Chapitre 8 : Rapprochement

le 13 septembre 2013 12 :40

Cela fait quatre mois que j'ai pris mon service à la plus grande joie de Mai. Les personnes semblent être envoûtées par mon accent. Résultat ? Mai a augmenté ses commandes et son chiffre d'affaire. Je suis heureuse que ma contribution fonctionne. Natsuki est à quelques mètres de moi et ne cesse de me fixer à chaque fois qu'elle le peut. Je lui suis reconnaissante pour sa bienveillance. Cela m'évite des gestes ou des propos déplacés. Prenons l'exemple de ce matin. Un homme a essayé de me draguer en me flattant et en me donnant un pourboire plus que conséquent. Quand j'ai eu ma pause, je me suis installée sur un tabouret au bar avec Natsuki. L'homme est venu et a continué à me draguer. Je passe l'ensemble de la drague pour arriver au point croustillant.

- Une jolie femme comme vous ne devrait pas travailler.
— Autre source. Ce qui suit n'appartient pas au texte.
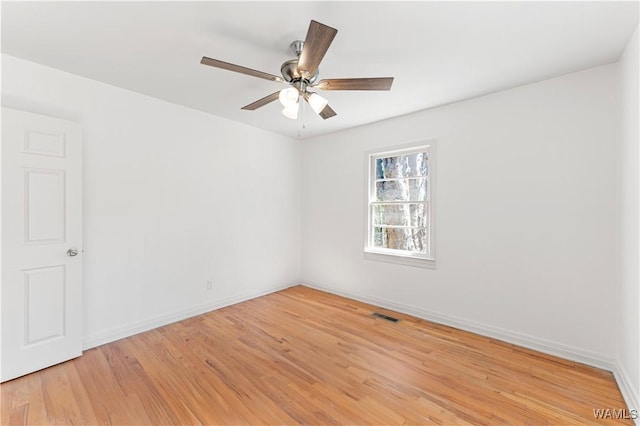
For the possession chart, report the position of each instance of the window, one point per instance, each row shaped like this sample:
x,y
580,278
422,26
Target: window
x,y
400,224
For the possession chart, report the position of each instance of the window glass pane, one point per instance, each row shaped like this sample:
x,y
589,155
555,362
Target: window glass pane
x,y
400,214
407,239
400,166
402,190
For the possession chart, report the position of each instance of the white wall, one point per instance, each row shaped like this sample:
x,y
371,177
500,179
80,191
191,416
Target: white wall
x,y
527,215
629,329
173,197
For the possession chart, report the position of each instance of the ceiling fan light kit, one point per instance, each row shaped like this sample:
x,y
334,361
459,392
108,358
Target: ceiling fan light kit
x,y
302,73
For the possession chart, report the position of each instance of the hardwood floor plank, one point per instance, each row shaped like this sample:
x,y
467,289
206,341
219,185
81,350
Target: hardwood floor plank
x,y
301,356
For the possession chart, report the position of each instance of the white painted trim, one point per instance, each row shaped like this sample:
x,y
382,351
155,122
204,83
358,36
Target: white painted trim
x,y
400,260
520,339
631,396
371,253
151,323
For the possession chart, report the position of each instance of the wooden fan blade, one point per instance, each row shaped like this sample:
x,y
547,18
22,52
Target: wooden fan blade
x,y
327,112
237,68
262,102
382,83
319,38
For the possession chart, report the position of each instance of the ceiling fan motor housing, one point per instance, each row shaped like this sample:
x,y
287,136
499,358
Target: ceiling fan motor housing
x,y
289,69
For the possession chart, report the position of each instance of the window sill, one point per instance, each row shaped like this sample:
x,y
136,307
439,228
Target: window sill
x,y
400,260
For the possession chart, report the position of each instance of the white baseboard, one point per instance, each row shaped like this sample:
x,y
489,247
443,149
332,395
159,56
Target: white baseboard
x,y
151,323
631,396
509,336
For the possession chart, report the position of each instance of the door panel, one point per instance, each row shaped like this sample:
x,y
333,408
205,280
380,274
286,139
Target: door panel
x,y
41,220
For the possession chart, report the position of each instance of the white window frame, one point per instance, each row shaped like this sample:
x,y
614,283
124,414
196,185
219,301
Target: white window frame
x,y
400,256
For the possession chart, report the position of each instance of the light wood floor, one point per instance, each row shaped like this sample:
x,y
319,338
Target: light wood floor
x,y
304,356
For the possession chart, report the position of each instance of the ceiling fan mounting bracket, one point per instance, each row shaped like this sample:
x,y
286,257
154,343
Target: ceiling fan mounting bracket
x,y
296,47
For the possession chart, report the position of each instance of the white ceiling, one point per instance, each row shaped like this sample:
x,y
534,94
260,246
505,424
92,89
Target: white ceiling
x,y
438,52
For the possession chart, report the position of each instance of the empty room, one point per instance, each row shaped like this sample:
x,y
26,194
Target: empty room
x,y
355,213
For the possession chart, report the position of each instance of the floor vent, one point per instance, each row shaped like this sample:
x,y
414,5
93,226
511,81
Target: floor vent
x,y
385,317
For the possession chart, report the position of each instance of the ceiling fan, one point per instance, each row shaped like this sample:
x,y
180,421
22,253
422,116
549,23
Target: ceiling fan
x,y
302,75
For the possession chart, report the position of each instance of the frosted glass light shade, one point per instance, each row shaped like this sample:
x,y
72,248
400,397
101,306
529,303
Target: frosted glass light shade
x,y
288,96
317,102
291,111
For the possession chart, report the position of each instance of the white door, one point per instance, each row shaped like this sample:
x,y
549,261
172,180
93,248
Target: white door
x,y
41,242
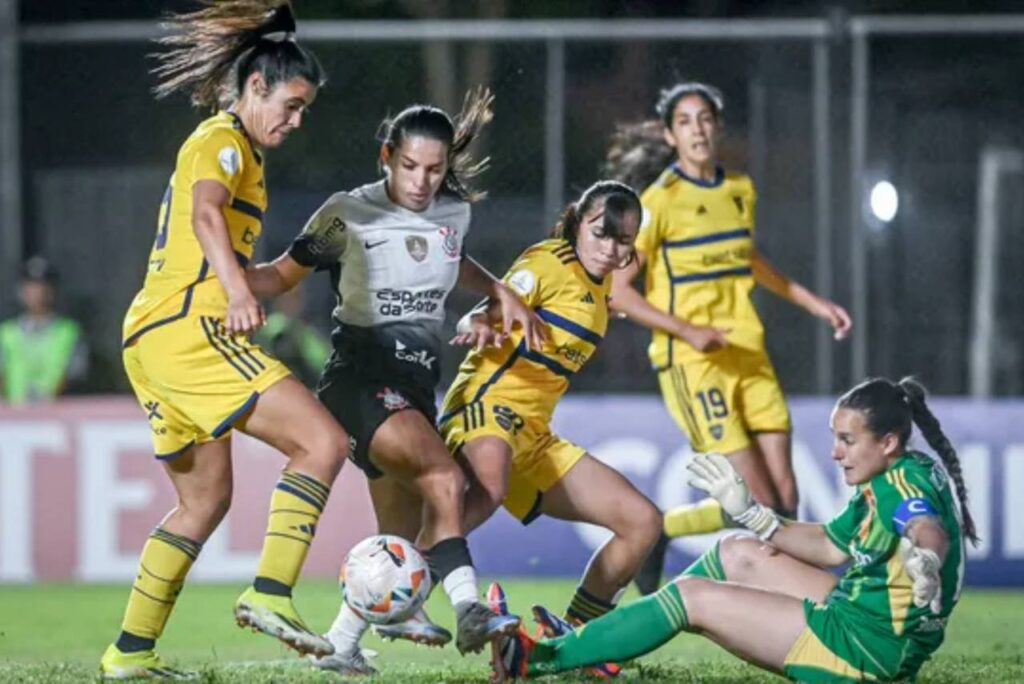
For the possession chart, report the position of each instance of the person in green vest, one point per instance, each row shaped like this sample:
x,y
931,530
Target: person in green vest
x,y
297,344
40,351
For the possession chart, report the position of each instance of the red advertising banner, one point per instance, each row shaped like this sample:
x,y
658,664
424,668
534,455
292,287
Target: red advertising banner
x,y
80,493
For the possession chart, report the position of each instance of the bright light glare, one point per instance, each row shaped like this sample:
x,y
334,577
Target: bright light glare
x,y
885,201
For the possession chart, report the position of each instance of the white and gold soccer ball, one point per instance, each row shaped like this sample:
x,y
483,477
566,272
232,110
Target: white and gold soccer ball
x,y
385,580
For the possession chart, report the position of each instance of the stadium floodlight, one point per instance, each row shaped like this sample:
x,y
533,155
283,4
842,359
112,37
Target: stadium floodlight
x,y
884,201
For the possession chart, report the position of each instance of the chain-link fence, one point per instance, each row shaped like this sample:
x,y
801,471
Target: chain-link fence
x,y
96,151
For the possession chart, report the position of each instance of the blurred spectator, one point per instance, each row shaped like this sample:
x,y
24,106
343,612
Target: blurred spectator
x,y
299,346
40,351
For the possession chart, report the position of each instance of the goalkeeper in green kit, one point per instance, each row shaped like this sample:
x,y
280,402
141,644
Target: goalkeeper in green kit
x,y
769,600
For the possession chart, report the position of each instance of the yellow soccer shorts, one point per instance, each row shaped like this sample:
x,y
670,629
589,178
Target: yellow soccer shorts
x,y
195,381
540,458
724,397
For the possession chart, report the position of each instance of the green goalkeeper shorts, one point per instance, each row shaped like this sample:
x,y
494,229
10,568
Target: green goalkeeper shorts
x,y
843,644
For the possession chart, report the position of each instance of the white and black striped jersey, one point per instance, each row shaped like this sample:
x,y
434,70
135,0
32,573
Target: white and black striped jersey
x,y
392,270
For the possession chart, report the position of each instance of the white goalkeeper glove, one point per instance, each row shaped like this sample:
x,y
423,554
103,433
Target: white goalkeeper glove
x,y
924,566
714,474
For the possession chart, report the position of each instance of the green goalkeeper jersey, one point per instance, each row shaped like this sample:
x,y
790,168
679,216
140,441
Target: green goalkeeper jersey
x,y
877,586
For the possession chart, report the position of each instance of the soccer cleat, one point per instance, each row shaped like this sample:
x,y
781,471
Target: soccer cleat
x,y
351,664
138,665
275,616
418,629
648,578
478,624
510,655
553,627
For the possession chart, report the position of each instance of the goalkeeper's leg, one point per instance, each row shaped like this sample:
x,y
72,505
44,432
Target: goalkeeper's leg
x,y
756,625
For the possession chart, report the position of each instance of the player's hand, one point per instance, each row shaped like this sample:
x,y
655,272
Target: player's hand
x,y
245,314
478,334
838,317
714,474
705,338
514,310
924,567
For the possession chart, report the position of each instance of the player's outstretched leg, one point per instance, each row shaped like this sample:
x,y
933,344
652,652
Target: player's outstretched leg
x,y
202,478
266,605
290,419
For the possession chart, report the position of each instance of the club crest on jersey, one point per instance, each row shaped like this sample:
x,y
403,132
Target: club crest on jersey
x,y
417,247
450,241
392,400
228,159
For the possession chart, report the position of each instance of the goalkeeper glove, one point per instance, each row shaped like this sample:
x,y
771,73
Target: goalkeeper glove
x,y
714,474
923,565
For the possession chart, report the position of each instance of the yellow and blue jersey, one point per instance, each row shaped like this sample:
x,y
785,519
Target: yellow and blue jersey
x,y
179,281
697,239
551,281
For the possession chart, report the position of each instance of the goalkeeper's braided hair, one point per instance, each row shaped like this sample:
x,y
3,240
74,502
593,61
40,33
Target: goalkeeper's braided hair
x,y
895,408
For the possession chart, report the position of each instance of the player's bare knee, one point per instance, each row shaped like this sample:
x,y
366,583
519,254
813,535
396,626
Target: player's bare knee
x,y
695,593
644,523
325,450
205,510
442,483
742,555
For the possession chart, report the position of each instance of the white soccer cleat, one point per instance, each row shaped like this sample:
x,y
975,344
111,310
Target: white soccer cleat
x,y
419,629
350,664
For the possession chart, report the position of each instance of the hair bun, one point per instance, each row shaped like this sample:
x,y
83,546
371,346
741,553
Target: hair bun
x,y
912,389
280,24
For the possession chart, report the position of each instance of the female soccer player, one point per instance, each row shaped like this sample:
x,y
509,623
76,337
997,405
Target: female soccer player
x,y
772,604
709,347
394,250
186,350
497,415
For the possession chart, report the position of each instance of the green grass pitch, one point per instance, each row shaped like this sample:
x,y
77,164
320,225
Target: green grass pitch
x,y
55,633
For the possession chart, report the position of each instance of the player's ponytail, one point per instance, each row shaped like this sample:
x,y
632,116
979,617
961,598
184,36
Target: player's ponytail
x,y
638,153
619,200
458,134
215,49
889,407
931,430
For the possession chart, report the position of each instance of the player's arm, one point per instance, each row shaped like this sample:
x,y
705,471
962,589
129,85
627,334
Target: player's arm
x,y
245,314
770,278
627,300
512,309
479,327
924,549
280,275
321,244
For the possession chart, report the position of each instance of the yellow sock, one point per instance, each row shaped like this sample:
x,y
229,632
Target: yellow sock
x,y
699,518
162,569
295,507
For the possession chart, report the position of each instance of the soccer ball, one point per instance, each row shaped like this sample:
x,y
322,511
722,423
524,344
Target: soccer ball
x,y
385,580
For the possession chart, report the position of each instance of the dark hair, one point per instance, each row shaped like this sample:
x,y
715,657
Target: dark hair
x,y
434,123
895,408
619,198
39,269
215,49
638,153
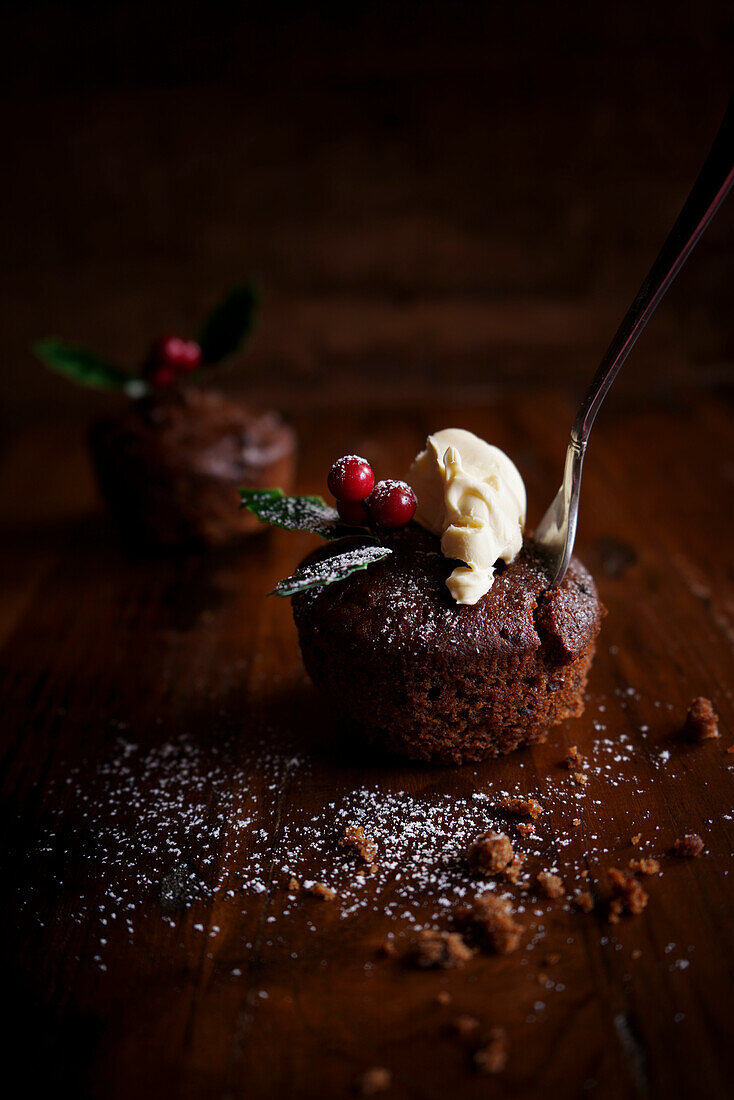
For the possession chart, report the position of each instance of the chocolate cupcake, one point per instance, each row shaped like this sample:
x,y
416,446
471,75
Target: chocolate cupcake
x,y
170,464
438,636
433,680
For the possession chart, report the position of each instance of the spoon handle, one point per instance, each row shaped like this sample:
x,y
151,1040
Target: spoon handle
x,y
709,190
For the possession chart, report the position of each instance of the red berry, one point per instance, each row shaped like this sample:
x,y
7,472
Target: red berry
x,y
161,376
181,355
351,479
392,503
353,513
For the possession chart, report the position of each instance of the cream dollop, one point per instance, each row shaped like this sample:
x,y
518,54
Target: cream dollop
x,y
471,495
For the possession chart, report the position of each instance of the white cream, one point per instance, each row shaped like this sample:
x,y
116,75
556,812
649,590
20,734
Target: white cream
x,y
472,496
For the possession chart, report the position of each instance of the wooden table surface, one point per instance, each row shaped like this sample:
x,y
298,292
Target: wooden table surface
x,y
167,767
448,218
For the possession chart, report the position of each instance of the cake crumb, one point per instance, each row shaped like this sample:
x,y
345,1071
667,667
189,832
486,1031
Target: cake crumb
x,y
490,853
574,759
583,901
628,894
513,871
493,921
645,866
492,1057
521,805
364,846
701,721
374,1080
689,847
439,949
320,890
466,1025
551,884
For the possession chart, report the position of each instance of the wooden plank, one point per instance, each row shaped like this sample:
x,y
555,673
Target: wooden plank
x,y
159,725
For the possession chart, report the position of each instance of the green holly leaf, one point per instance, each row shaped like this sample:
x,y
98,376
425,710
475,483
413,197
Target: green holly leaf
x,y
294,513
86,369
228,325
330,570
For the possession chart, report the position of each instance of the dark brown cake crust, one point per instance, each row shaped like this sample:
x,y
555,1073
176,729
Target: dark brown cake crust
x,y
170,464
429,679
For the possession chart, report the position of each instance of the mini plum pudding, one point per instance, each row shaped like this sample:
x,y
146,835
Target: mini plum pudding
x,y
170,463
439,637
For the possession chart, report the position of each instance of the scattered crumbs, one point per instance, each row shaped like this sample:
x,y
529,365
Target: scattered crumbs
x,y
628,894
373,1080
492,1057
492,921
689,847
551,884
523,806
355,838
433,949
466,1025
574,758
583,901
320,890
645,866
701,721
490,853
512,872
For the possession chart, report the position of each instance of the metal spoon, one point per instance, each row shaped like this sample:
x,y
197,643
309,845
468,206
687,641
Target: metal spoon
x,y
557,529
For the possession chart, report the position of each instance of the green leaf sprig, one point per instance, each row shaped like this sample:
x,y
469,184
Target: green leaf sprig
x,y
313,514
222,333
329,570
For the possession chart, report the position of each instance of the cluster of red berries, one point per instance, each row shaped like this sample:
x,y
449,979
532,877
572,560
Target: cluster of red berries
x,y
360,502
170,358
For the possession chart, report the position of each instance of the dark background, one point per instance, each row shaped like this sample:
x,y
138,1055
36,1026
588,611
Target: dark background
x,y
431,195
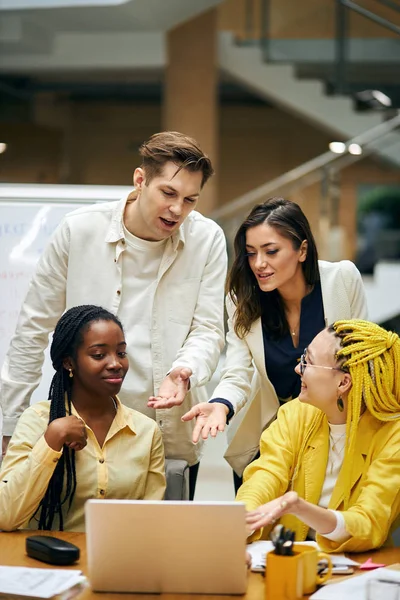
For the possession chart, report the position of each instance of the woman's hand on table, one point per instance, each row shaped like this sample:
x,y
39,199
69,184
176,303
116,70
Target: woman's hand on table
x,y
267,514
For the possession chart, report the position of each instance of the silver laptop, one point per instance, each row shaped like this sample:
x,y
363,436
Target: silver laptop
x,y
166,547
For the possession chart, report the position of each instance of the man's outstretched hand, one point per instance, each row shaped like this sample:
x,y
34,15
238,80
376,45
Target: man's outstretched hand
x,y
173,389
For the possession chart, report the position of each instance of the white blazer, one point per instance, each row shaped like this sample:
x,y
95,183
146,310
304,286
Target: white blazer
x,y
245,381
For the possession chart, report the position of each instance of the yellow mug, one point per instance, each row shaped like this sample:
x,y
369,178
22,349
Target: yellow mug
x,y
311,557
284,576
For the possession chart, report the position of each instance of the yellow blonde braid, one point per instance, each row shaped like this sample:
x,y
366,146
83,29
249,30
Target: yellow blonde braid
x,y
372,356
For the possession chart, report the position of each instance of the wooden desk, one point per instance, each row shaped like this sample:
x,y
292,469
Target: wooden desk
x,y
12,553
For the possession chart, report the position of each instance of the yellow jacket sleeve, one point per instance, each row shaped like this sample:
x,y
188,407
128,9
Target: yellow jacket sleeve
x,y
370,518
26,471
268,477
155,483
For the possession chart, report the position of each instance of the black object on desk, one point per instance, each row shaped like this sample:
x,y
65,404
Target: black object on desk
x,y
51,550
283,540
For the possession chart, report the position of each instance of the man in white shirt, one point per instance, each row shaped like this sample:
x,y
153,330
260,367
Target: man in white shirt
x,y
159,265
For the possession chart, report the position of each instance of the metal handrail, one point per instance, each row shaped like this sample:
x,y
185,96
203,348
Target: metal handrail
x,y
306,173
368,14
342,26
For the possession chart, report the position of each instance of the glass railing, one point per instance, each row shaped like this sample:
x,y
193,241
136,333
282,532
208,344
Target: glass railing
x,y
328,188
37,4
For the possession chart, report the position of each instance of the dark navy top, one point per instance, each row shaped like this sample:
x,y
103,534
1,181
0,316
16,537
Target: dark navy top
x,y
281,357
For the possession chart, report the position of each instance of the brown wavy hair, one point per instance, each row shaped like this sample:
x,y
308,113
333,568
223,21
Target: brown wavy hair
x,y
172,146
290,221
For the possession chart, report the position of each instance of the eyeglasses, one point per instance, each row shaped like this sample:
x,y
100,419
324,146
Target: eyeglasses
x,y
303,364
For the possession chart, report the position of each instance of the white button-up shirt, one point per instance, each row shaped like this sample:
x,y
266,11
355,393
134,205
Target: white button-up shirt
x,y
83,265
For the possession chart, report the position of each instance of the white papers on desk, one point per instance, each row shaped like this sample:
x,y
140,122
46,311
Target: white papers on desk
x,y
259,550
25,582
356,588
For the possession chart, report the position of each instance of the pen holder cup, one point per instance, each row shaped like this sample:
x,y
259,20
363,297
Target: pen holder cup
x,y
284,576
311,558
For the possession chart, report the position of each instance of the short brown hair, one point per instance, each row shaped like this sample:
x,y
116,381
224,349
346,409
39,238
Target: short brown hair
x,y
178,148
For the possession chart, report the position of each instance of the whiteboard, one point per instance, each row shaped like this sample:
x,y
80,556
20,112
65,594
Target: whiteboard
x,y
28,216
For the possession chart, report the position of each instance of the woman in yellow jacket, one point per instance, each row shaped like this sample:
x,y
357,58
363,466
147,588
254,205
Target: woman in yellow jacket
x,y
330,463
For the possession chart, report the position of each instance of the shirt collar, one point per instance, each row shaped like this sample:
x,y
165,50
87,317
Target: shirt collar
x,y
123,418
115,231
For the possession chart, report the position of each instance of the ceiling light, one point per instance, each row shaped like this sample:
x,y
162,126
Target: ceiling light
x,y
372,99
355,149
337,147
- Ara okini. J'aime travailler.

- Votre mari devrait vous garder à l'œil.

- Pourquoi ?

- Parce qu'une beauté comme vous doit être traitée comme une reine et pourrait bien trouver son prince en travaillant. Moi en tout cas, je vous enfermerais chez moi de sorte à être le seul à pouvoir profiter de votre beauté et surtout de votre corps.

J'allais répliquer mais entendis un son sourd sur le bar. Natsuki avait reposé le verre violemment. J'étais étonnée que le verre soit encore intact malgré la force de l'impact. Elle s'adressa à l'homme avec une légère colère dans la voix.

- Et qui te dit que la personne avec qui elle est mariée ne la surveille pas ?

- Je ne vois aucun homme ici.

- Et qui te dit que c'est un homme ?

L'homme fixa Natsuki ayant placé sa main proche de la mienne. Nos deux alliances étaient identiques et l'homme sourit d'une façon plus poussée.

- Je vois … Si vous avez besoin de vous divertir avec un homme qui pourrait …

- Tu devrais la fermer si tu veux rester en vie.

L'homme déglutit face à la menace de Natsuki puis s'éclipsa. Natsuki secoua la tête puis continua son nettoyage. Pendant un moment, je la fixais puis rompis le silence.

- Natsuki ?

- Hum ?

- Arigato.

Celle-ci haussa les épaules.

- C'est pas comme-ci c'était la première fois … Et pis j'ai fait une promesse.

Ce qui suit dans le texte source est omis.